Certification/recertification is the approval from the
physician or nonphysician practitioner for the plan of care. The SLP must receive
this approval within 30 days of initial treatment. Certification requires a
dated signature on the plan of care, or other document that indicates approval
of the plan of care. Recertification is required at least every 90 days for a
plan of care that does not change substantially. Recertification is required
within 30 days of the initial treatment if the plan of care is
modified significantly—for example, by adding a new condition, changing
long-term goals or responding to changes in the patient's condition.
Functional reporting is a new Medicare requirement in 2013
for Medicare Part B claims. All providers, including SLPs, must report
nonpayable G-codes and related modifiers to convey information about the
patient's functional status at specified points during treatment. Providers must include these codes and modifiers in the plan of care and in the progress notes. (For more information, see G-Codes and Severity Modifiers for Claims-Based Outcomes Reporting.)
Progress notes provide ongoing justification for the medical
necessity of treatment and the need for an SLP's skilled service. Medicare requires providers to record progress notes at least once every 10 treatment days. Progress notes must include assessment of improvement and/or extent of progress, plans for continuing treatment, reference to additional evaluation results, treatment plan revisions, and changes to long- or short-term goals. Progress notes also must include functional reporting, including the G-code with severity modifier and an explanation of the choice of modifier.
The discharge note—the final progress note—includes the
required elements of the progress note. If the discharge is unanticipated, the
clinician may base his or her judgments of the functional status at discharge
on the treatment notes and verbal reports of the assistant or qualified
personnel.
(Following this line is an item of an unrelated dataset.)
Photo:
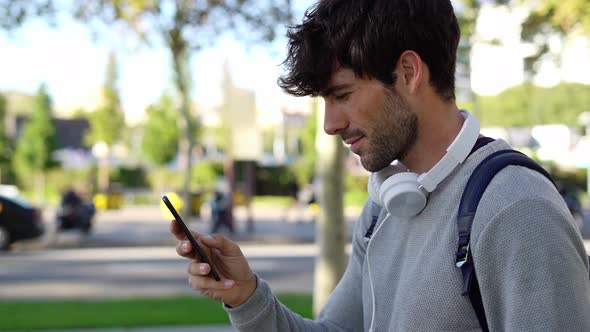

The discharge note is the last opportunity to justify medical
necessity for the entire treatment episode.
Only skilled therapy services may be billed under Medicare.
They are defined as meeting the following two criteria:
- They must be provided by the qualified professional and
documented in the plan of care and progress notes.
- They require the expertise, knowledge, clinical judgment and
decision-making abilities of a clinician for safe and effective results. They
cannot be provided independently by assistants, qualified personnel, caretakers
or the patient.
Unskilled services are repetitive, reinforce previously
learned skills, or maintain function in a maintenance program.
Treatment day is defined as a single calendar day on which
treatment, evaluation and/or re-evaluation is provided. A single treatment day
could include multiple visits or treatment sessions/encounters.
Treatment notes are a record for each treatment day. They
create a record of skilled intervention and time of service to justify the
billing codes used on a claim. Every treatment day must be documented, and
every treatment service must include date, service provided, total time in
treatment and provider signature. There is no standard format for treatment notes.